The Jewish Quarter is very interesting. Our ticket included four synagogues, the Old Jewish Cemetery and the Celebration Hall. Each synagogue contains Jewish artifacts, books and teachings from different eras of Jewish life. The Jews have inhabited the Czech Republic (formerly Bohemia and Moravia) for over 1000 years. Throughout the centuries the Christian churches and ruling dynasties have harassed and persecuted this population. From 1918 until 1938, the 350,000 Czech Jews were finally able to enjoy unprecedented freedom, equality and safety. This social position was short lived however, with the advent of the Nazis, the Holocaust and Communism. There are currently only about 4000 Jews living in Czech Republic.
The Celebration Hall contains information and artifacts on the Jewish Burial Society. It was interesting to find that these societies still exist throughout Europe and the United States. Their main function is to ensure that the bodies of deceased Jews are prepared for burial according to Jewish tradition and are protected from desecration, willful or not, until burial. Two of the main requirements are the showing of proper respect for a corpse, and the ritual cleansing of the body and subsequent dressing for burial. The Hall contained a number of paintings depicting burial rituals in the 17th century as well as silver basins for cleansing and purification. silver cleaning tools (combs and nail files), and linen burial garments.
The Old Jewish Cemetery is one of the largest of its kind in Europe and one of the most important Jewish historical monuments in Prague. It served its purpose from the first half of 15th century until 1786. It is home to approximately 12,000 tombstones but many more burials have taken place there. As there was no other area allocated to the Jews to bury their dead during this time, graves were layered on top of each other. As a result, the entire graveyard is many feet higher than street level.
Though most of the Jewish Quarter was demolished before World War I due to overcrowding, lack of sewage and water systems, the buildings constructed within this area since then have been well preserved. Walking along the pretty streets you can almost forget the horrors of what happened here not that many years ago.
From the Jewish Quarter we headed back to Old Town to enjoy one last Prague Hotdog before heading back to the apartment. We are off to Krakow tomorrow for a couple of days. Looking forward to trying some Polish cuisine!!

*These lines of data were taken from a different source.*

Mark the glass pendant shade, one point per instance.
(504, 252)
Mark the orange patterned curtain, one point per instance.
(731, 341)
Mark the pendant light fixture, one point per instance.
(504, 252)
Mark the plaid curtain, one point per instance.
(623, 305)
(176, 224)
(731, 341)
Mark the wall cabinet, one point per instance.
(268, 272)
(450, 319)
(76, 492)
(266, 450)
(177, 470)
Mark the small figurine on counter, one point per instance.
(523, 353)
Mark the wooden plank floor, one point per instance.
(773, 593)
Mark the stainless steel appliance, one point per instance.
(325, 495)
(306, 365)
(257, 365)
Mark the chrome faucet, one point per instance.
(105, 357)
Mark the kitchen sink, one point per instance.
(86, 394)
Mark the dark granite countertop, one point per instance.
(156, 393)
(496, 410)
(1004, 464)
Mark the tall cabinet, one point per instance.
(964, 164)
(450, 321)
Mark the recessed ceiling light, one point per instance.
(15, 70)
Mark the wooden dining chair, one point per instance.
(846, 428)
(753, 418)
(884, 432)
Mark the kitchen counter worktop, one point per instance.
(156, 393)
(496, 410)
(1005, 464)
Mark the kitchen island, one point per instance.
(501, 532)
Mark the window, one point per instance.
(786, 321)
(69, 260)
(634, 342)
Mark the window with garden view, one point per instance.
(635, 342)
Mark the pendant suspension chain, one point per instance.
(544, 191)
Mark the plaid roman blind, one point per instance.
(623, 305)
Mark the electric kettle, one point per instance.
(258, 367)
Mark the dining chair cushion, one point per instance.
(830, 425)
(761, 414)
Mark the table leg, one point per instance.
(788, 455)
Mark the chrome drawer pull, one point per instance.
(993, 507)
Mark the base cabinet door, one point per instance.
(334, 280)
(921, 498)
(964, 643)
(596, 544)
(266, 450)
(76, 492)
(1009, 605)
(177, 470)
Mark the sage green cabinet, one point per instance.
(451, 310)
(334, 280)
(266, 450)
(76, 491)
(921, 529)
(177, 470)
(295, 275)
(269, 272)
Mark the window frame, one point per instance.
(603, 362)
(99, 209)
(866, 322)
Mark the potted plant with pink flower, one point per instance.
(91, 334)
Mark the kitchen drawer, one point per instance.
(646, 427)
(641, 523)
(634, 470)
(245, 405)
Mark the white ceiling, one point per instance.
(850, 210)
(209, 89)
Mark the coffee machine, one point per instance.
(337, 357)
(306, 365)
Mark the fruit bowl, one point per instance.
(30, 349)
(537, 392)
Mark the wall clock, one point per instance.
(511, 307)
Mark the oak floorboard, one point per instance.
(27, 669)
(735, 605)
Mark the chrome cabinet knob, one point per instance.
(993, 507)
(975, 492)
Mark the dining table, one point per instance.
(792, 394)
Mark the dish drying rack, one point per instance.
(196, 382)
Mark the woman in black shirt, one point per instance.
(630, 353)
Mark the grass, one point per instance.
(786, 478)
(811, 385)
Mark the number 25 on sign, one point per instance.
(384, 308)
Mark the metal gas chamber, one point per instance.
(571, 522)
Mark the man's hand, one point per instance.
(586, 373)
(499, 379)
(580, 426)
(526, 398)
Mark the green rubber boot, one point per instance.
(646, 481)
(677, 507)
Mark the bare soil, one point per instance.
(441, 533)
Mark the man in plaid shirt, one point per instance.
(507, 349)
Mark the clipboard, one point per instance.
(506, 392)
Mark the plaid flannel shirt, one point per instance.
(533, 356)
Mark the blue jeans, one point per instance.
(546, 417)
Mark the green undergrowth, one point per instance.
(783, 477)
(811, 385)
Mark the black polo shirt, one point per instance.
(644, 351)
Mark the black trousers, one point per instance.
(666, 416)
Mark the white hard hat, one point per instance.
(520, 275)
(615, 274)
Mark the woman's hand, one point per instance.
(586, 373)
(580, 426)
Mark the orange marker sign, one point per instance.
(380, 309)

Since it was such a beautiful sunny day we had our lunch in front of the statue of John Hus, a church reformer (depending on which side of the fence your were standing) from the fifteenth century. He was born and became a priest in Bohemia which is now part of the Czech Republic. He was granted safe passage from the Holy Roman Emperor to defend his writings at the Council of Constance in Germany where he was imprisoned and burned at the stake. Consequently his death set off a bit of a war and John Hus became a national hero.
The River Cruise.
The Pinkasova Synagoga. Here we found wall after wall of names of Jewish families, 80,000 in total, who perished under the Nazis.
Some pictures from inside the Spanish Synagogue. Col and I very much enjoyed touring the Synagogues. Such a rich and long history riddled with so much pain and suffering.
The Old Jewish Graveyard.
An organ is not something you will see in many Synagogues, but during the Enlightenment period some were added.
The Haskalah, or Jewish Enlightenment, was an intellectual movement in Europe that lasted from approximately the 1770s to the 1880s. The Haskalah was inspired by the European Enlightenment but had a Jewish character. Literally, Haskalah comes from the Hebrew word sekhel, meaning “reason” or intellect” and the movement was based on rationality. It encouraged Jews to study secular subjects, to learn both the European and Hebrew languages, and to enter fields such as agriculture, crafts, the arts and science. The maskilim (followers of the Haskalah) tried to assimilate into European society in dress, language, manners and loyalty to the ruling power. The Haskalah eventually influenced the creation of both the Reform and Zionist movements.